In his book, Eng attempts to essentially address the gap in Asian American studies, where focus on “female subjectivity and gender” has led to an overlooking of “Asian American male subjectivity, and in particular, homosexuality” (15). He cites Immigrant Acts in which Lisa Lowe argues that specific juridical measures have worked to gender Asian American males. Eng notes, for example, how Asian American immigrant males have traditionally worked in professions stereotypically conceived as “feminine” such as “laundries, restaurants, [and] tailor’s shops,” demonstrating how economic class systems further contribute to the gendering of this group (17). Eng also mentions the “antimiscegnation and exclusion laws” that prohibited the immigration of Asian American women, leading to the creation of “Chinatowns as exclusive ‘bachelor communities’” (17). He suggests that these are ultimately “‘queer’ spaces institutionally barred from normative (hetero)sexual reproduction, nuclear family formations, and entitlements to community” (18). Eng therefore asserts that discussion of “‘deviant’ sexuality” is not just important to those individuals who openly identify as “queer, gay, or lesbian” because historical processes and political juridical measures have rendered a much greater part of the Asian American population “queer,” marginalized and excluded from full American citizenship status (18).
In his “Introduction” Eng also offers a helpful history of gender critique in Asian American studies. He challenges the way the editors of Aiiieeeee! attempted to reclaim Asian American male masculinity by reinforcing the same problematic heterosexual sexist paradigms that stimulated the movement in the first place (21). Eng also argues that the localization of major debates about gender and sexuality in Asian American studies behind the figures of Frank Chin and Maxine Hong Kingston has served to further problematically marginalize the homosexual Asian American male from critical consideration.

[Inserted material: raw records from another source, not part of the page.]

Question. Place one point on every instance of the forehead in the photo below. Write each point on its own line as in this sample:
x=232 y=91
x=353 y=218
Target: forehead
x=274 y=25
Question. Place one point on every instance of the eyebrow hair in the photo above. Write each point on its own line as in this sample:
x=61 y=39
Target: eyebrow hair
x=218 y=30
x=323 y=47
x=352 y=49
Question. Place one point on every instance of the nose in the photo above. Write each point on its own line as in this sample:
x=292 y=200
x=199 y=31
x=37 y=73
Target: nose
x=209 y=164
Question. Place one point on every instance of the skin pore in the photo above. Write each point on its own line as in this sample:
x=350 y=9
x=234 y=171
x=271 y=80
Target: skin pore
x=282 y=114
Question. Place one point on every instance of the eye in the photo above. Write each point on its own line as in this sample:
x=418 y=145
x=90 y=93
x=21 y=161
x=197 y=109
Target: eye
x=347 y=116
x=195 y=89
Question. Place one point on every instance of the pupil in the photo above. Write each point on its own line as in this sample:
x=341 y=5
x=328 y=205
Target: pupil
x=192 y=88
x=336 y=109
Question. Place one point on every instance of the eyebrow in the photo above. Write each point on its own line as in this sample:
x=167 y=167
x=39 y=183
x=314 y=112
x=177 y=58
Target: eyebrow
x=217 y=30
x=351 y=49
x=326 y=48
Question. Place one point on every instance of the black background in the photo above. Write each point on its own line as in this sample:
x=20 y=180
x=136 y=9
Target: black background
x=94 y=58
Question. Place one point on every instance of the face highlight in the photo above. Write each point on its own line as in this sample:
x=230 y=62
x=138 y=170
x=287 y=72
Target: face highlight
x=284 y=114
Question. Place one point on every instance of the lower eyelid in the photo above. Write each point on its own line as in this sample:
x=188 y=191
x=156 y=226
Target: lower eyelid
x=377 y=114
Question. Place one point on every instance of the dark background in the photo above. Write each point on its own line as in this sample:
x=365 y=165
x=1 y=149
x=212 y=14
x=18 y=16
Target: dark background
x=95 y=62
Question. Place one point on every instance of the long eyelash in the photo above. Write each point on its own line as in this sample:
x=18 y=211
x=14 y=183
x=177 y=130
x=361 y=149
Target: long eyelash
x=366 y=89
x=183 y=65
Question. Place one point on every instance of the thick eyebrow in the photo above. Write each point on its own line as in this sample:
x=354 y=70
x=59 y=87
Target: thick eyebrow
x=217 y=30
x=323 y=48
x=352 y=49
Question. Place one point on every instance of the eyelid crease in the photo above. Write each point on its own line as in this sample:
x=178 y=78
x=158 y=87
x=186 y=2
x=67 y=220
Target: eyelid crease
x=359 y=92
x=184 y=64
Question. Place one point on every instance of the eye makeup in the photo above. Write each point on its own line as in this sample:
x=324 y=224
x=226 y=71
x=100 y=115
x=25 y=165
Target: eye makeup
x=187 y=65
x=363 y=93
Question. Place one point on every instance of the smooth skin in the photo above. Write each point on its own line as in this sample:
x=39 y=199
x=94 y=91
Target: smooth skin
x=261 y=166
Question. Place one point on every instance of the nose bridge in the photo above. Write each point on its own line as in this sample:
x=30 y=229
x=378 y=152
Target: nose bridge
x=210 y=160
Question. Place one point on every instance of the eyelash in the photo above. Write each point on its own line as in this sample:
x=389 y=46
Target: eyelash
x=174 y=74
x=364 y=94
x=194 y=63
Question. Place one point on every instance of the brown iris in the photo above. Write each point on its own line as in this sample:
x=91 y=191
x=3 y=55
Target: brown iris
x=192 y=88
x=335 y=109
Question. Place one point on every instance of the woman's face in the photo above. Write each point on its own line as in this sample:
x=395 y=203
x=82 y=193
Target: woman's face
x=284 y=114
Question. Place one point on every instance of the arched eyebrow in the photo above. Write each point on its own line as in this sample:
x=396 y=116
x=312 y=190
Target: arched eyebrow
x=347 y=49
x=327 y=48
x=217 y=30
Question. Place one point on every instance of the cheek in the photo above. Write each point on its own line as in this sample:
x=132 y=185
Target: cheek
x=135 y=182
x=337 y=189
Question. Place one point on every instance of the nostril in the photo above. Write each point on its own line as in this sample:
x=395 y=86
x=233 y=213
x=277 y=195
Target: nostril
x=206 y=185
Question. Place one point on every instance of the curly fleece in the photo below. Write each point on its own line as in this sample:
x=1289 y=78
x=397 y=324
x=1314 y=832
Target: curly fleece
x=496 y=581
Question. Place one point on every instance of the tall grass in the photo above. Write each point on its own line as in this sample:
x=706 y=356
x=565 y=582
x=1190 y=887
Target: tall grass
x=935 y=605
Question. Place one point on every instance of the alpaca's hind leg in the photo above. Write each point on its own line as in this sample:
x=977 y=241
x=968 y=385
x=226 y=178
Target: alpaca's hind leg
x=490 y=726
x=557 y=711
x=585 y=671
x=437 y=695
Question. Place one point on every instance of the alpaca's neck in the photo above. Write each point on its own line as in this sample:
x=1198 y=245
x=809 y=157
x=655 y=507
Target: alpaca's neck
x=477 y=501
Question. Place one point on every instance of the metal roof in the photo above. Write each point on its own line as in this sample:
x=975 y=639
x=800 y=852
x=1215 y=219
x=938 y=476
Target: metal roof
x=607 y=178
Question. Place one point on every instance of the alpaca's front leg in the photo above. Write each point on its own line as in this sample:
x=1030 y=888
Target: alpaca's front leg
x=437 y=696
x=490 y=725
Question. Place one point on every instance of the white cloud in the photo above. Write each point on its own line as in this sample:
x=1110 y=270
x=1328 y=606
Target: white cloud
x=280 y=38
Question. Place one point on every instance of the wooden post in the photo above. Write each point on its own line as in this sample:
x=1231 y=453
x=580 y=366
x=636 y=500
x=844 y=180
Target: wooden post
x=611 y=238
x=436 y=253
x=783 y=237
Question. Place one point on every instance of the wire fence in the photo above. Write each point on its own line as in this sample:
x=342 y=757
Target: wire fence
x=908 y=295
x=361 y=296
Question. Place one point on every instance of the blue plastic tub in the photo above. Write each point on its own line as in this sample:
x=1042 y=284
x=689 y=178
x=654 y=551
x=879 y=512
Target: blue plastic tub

Finally, Eng concludes that another prominent focus of his book is the psychological ramifications for those Asian American males who attempt to assimilate to the dominant heternormative, masculinist, white racist society. He suggests that this requires the development of complex physic formations where the Asian American male must “simultaneously recognize and not recognize the material contradictions of institutionalized racism that claim his inclusion even as he is systematically excluded” (22). Eng is therefore interested in not only how the dominant white hegemonic society but also how Asian American men themselves are invested and implicated in furthering the stereotype of emasculation.
Sedgwick, Eve Kosofsky. “How to Bring Your Kids up Gay.” Social Text. 29 (1991): 18-27. Print.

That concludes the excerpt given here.